The announcement came after unconfirmed reports of ICE activity led four schools in south Seattle to shelter in place for several hours on Tuesday, Jan. 20.
Aalfs-Weinbaum said the fear tactics ICE uses goes beyond issues surrounding immigration. It also plays into the Trump administration’s efforts to attack the education system.
Two Minnesota school districts backed by the state teachers' union filed a lawsuit Wednesday over the Department of Homeland Security’s 2025 decision to rescind schools as a safe zone from ICE raids, according to Minnesota Public Radio. The lawsuit states DHS violated the Administrative Procedure Act when it walked back the policy. The federal statute governs the process by which federal agencies propose and establish regulations to ensure transparency and fairness.
Minnesota school leaders said the decision led to federal agents targeting schools, harassing board members, and detaining parents and staff over the past two months.
According to the suit, school districts across Minnesota have seen a significant drop in attendance because parents, children, and teachers, regardless of immigration status, are afraid to go to school.
Aalfs-Weinbaum said the Trump administration is effectively limiting high-quality public education to the wealthiest and whitest Americans.

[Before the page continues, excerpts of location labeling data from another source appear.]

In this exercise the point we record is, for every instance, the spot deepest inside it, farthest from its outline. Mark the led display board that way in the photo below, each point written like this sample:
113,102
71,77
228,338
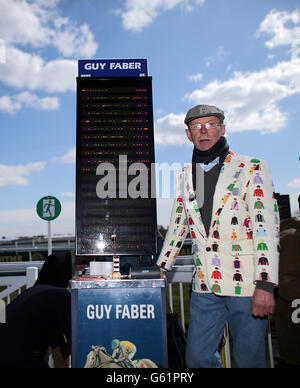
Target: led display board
115,184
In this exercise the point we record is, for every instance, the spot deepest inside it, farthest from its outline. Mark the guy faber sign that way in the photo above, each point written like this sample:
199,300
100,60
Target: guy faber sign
112,68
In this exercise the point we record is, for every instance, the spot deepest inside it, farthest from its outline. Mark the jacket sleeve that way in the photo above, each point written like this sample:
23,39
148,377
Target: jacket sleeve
177,229
264,215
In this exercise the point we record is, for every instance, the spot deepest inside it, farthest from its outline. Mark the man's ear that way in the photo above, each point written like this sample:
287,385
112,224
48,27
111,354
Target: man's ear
188,133
223,128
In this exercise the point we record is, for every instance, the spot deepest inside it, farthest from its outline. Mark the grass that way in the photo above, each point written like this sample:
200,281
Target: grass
176,301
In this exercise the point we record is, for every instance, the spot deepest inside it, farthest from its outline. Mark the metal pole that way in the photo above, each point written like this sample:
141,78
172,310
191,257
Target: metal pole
49,239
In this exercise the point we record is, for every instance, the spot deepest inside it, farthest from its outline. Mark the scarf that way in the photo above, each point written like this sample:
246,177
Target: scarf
219,150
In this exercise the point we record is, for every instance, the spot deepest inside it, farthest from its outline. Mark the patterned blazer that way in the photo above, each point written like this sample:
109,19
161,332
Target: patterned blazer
242,245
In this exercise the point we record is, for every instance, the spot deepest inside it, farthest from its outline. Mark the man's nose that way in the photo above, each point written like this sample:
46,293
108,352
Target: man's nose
203,128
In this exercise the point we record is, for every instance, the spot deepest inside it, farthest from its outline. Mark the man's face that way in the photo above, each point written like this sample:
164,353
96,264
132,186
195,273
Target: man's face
204,139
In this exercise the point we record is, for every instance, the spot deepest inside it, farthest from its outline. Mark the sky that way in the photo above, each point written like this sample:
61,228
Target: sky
242,56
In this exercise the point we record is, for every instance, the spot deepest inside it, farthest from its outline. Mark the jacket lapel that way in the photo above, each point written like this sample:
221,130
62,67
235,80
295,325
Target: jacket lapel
191,205
225,186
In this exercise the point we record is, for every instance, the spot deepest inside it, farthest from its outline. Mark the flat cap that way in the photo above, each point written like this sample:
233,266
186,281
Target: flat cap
203,111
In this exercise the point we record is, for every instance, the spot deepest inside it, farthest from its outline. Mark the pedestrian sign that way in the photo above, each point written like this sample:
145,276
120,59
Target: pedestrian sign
48,208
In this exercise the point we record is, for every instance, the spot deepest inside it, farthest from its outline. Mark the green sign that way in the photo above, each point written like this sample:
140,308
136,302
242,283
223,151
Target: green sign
48,208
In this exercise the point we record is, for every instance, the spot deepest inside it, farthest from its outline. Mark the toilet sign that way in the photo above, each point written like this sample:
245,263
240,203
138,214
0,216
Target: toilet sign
48,208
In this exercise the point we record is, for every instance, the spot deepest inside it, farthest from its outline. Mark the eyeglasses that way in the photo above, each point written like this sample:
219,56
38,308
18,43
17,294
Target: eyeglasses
209,126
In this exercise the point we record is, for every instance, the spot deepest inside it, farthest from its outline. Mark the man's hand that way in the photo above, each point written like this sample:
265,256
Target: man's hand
263,303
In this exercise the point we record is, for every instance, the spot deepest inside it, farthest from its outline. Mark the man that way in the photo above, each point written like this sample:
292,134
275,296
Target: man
287,312
39,318
223,212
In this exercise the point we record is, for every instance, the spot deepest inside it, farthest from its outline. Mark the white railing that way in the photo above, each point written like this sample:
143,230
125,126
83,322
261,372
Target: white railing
15,276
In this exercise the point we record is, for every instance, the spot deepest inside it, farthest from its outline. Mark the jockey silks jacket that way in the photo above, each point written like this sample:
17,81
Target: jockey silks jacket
242,245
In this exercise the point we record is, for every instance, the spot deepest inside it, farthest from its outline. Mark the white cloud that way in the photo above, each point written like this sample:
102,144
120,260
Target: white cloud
18,175
68,194
39,24
251,99
295,183
277,25
196,77
23,70
67,158
170,130
140,13
26,99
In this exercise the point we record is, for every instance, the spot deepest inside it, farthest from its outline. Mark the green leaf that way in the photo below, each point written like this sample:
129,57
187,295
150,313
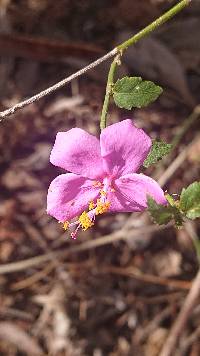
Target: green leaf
163,214
159,149
190,201
130,92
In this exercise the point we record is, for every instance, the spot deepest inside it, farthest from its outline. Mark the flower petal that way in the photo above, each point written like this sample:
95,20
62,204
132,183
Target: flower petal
69,195
124,148
78,152
131,193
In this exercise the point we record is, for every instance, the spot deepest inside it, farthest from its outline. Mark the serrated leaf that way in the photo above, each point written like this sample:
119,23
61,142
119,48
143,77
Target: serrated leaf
159,149
163,214
133,92
190,200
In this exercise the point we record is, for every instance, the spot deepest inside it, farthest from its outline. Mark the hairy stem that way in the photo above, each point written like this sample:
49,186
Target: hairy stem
119,49
108,94
160,21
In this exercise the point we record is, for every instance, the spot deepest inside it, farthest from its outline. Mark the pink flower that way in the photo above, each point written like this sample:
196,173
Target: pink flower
103,174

“Education is a tool of resistance, it enables dissent,” she said. “ICE’s efforts to cause intimidation and prevent people from going to school, especially immigrant kids, is an effort to crush dissent.”
Walking out of class is not an excuse to skip school, Aalfs-Weinbaum said. She said students are making a personal decision to participate because not everyone has the ability to protest.
“It’s standing up for people when you have the privilege to say something and other people don’t,” she said.